Risk sentiment recovered sharply after being hammered by stock volatility and a rogue’s gallery of economic concerns late last year, according to the latest Retirement Advisor Confidence Index — Financial Planning’s monthly barometer of business conditions for wealth managers. The index’s risk tolerance indicator jumped 13.8 points to 57, returning to expansion territory for the first time in six months.
Fears about slowing global growth and self-inflicted wounds have receded for now, both after the end to the partial government shutdown and President Trump’s decision not to go forward with a significant increase in tariffs on Chinese imports. Advisors also point the Fed’s shift toward a more accommodative path for interest rates as a major factor in soothing their clients’ nerves.
“Confidence levels are noticeably higher than the previous few months,” one advisor writes.
Mostly, however, advisors say their clients’ improved sentiment may reflect recency bias following better stock performance. “Markets are up, so confidence is up,” an advisor says.
Advisors also note clients have started to contextualize recent ups and downs. “The fourth quarter decline in stocks gave clients some pause,” an advisor says. But reminding them “that 2016 and 2017 were steady increases — which was unusual — and that overall 2018 wasn’t unexpected or not planned for calmed many fears.”
Improvement in risk sentiment was the biggest driver of the 2.6-point gain in the composite RACI to 54.6. In addition to risk tolerance, the composite tracks asset allocation, investment product selection and sales, planning fees, new retirement plan enrollees and client tax liability.
The component tracking the amount of client assets used to buy stocks rose 1.6 points to 62.1 — its highest level in more than a year —reflects the “risk on” mood, advisors say, as price gains draw investors into the market.
Rotation into equities is consonant with positive outlook among some advisors. “Recovery after 2018’s fourth quarter has been steady, and we have reduced client cash allocation accordingly,” an advisor says. “Instead of holding 24-36 months of cash for retirees it’s back to 18-24 months.”
Client flows into cash have also been strong, as some clients lock in gains and rebalancing formulas dictate a reduction in stock positions. “When the market was down, there was buying opportunity,” an advisor says. “But when it goes up so quickly, we need to rebalance to keep aligned to asset allocation as set forth in” investment policy statements.
The index component tracking flows into cash gained 6.9 points to 53.9.

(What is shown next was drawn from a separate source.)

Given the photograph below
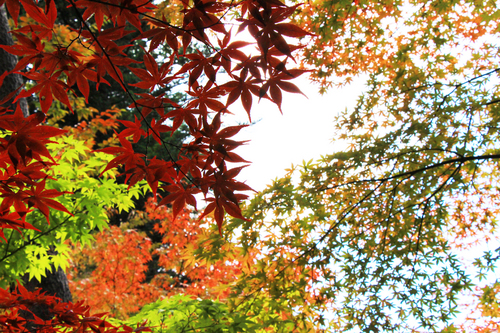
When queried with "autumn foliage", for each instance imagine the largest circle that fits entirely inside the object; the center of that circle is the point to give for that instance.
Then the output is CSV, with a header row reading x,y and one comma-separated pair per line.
x,y
59,72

Readings on overall retirement plan flows were healthy, with the component tracking the dollar amount of contributions adding 5.3 points to 63.9. The component tracking the number of products sold rose 3.4 points to 56.4. Both measures exceeded their year-ago levels.
In addition to seasonal factors such as deadlines for contributions to tax-protected accounts and profit-sharing distributions, advisors say that favorable market performance is playing a role. “The market was looking stronger since the end of 2018, so people were getting motivated to contribute more,” an advisor says.